In went the injection and I smiled drowsily and waited to enter the Twilight Zone.
But lucky me… because THERE WAS NO FREAKING TWILIGHT ZONE!
I mean, I felt spacy, but apparently my colon is very twisty… which meant that they had to blow lots of air up my ass, and squeeze my tummy like nothing else to get the camera in. It was so painful. I was whimpering and swearing and almost crying like a little kid.

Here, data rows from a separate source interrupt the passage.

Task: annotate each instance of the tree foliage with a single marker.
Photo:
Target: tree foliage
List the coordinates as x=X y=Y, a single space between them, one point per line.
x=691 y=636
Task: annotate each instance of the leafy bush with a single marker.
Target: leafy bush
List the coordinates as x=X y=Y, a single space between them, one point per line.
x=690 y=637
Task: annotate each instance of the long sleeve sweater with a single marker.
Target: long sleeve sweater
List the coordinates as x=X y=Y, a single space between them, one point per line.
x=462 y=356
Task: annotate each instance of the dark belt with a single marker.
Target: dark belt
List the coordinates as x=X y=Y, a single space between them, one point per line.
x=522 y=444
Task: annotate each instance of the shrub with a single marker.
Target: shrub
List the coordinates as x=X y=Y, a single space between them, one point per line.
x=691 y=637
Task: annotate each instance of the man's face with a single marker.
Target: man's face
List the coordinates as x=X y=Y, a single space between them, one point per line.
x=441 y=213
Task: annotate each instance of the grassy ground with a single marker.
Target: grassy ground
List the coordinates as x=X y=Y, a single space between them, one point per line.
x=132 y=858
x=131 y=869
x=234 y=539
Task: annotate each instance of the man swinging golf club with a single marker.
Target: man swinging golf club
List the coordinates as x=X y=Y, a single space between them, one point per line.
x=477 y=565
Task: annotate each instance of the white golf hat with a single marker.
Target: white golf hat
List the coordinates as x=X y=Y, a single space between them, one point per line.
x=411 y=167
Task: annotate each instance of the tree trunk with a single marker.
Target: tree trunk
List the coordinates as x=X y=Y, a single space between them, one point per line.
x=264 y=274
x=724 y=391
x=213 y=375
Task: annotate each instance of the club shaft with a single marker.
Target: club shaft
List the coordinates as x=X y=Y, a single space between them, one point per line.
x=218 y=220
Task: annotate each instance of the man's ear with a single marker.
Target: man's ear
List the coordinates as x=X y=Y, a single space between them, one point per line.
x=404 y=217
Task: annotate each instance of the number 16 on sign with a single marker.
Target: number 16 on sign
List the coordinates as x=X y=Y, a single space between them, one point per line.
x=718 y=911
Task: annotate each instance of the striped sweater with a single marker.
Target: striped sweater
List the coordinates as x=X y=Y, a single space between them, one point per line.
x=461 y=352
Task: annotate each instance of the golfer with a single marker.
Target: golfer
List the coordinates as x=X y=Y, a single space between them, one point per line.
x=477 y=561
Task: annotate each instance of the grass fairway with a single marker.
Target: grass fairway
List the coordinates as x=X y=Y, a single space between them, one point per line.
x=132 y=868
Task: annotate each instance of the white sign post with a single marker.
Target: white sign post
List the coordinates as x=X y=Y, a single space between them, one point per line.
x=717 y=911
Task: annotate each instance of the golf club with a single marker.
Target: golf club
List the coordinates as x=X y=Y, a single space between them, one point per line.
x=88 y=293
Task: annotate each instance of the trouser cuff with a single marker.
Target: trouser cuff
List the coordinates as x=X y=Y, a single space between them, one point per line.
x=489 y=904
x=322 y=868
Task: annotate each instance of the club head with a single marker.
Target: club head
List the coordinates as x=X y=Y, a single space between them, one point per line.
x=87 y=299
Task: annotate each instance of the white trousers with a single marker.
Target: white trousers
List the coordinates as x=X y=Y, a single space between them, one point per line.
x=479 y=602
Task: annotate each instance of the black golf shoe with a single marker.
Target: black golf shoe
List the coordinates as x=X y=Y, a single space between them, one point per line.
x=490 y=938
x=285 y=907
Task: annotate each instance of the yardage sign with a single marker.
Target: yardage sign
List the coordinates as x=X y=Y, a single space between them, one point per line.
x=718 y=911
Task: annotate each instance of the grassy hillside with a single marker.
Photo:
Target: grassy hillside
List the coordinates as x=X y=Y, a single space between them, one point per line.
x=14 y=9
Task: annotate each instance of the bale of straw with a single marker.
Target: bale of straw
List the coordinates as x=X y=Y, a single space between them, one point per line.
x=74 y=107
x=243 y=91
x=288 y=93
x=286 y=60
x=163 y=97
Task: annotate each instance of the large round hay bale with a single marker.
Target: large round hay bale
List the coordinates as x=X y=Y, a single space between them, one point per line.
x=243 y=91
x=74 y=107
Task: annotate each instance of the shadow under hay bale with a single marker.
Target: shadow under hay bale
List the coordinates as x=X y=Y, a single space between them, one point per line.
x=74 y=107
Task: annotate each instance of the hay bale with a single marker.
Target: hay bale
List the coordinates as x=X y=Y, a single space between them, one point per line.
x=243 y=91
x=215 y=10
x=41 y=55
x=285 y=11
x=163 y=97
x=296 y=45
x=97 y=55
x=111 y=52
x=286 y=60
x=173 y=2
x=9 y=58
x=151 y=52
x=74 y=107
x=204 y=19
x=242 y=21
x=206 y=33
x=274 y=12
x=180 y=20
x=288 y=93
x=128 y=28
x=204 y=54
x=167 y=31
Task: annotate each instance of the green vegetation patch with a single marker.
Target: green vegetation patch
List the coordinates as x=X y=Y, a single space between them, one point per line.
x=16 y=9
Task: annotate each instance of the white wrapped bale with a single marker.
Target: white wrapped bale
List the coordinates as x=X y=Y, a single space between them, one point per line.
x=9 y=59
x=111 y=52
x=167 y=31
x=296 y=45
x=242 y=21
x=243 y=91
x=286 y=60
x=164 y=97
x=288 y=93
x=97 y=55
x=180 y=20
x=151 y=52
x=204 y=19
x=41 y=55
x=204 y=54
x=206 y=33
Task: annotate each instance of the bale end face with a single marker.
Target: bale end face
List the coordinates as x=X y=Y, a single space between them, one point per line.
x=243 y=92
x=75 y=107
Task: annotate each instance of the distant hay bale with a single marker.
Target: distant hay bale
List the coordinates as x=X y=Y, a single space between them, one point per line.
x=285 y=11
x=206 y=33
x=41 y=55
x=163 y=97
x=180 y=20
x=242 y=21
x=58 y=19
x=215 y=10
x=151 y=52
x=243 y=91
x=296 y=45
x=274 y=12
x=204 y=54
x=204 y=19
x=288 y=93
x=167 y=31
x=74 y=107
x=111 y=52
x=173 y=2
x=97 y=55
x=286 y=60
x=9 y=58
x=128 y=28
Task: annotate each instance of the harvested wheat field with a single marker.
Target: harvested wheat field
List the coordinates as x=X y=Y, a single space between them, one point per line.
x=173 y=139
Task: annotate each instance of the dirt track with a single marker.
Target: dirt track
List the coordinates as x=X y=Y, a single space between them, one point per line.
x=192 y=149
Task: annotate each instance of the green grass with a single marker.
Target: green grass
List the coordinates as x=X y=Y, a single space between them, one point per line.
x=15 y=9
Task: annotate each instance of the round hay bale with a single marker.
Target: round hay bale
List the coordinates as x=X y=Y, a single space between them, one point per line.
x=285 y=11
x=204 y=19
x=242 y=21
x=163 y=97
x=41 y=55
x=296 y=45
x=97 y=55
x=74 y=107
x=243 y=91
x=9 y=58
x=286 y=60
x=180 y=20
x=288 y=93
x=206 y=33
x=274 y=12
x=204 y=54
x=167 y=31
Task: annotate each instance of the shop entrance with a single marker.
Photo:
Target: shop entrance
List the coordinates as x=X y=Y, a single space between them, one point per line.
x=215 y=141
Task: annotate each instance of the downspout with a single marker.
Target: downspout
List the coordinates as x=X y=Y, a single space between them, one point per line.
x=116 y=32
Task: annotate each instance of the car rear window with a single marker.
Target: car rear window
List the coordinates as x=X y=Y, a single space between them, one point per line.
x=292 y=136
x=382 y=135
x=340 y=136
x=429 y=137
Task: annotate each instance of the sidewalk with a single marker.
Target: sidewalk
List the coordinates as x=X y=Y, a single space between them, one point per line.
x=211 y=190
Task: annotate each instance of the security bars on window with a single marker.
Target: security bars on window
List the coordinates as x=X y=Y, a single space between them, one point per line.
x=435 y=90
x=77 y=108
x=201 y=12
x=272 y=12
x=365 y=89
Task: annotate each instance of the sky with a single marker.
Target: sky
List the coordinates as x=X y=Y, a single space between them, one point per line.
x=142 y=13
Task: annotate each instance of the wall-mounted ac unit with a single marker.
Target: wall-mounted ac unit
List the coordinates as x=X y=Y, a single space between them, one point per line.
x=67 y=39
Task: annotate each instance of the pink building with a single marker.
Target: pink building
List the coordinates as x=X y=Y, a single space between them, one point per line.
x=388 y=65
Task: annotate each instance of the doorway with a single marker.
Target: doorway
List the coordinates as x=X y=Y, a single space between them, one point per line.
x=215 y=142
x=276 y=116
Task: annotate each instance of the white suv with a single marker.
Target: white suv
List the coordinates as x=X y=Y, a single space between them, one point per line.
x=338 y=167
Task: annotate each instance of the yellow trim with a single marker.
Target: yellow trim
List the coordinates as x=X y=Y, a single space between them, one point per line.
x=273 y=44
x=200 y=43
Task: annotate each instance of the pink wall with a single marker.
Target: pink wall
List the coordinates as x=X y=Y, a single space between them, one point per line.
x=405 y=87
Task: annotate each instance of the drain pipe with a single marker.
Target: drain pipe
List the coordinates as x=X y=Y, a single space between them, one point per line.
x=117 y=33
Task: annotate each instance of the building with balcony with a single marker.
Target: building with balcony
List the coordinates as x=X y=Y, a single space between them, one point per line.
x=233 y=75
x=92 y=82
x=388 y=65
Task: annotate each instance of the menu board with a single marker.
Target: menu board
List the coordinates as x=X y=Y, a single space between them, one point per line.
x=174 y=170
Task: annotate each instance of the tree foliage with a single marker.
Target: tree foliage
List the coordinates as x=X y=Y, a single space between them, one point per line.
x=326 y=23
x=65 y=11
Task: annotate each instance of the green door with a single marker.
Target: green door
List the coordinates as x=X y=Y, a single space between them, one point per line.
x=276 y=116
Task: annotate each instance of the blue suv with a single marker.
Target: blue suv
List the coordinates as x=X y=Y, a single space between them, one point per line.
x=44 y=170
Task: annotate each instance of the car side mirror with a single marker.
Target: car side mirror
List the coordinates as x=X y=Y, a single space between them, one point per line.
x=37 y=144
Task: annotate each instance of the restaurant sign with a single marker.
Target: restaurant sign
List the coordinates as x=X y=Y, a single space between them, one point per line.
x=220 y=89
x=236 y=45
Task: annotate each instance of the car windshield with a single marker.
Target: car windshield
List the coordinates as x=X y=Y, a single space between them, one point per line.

Luckily, that part didn’t last very long. But when they announced they were finished I was still curled up in a ball writhing in pain. The nurse reassured me it would go away soon and told me to push really hard… yeah, they wanted me to fart. It’s something I’m generally pretty good at… but on this particular day… no such luck. So I shuffled home partially hunched over, feeling the effects of the sedative, and rolled into bed. Thankfully, nature eventually ran its course, the air came out and the pain lessened substantially.

So… in comparison
Well, I certainly preferred the actual procedure in Australia, where I remember nothing, and it was completely pain free, but the swiftness with which the whole thing was done in Austria was a definite plus. You get your results right then and there… all clear for me.
I would be happy if I never had to have one again. But I’d still rather have the option… so if there’s another one on the cards for me in the future… I’m all in.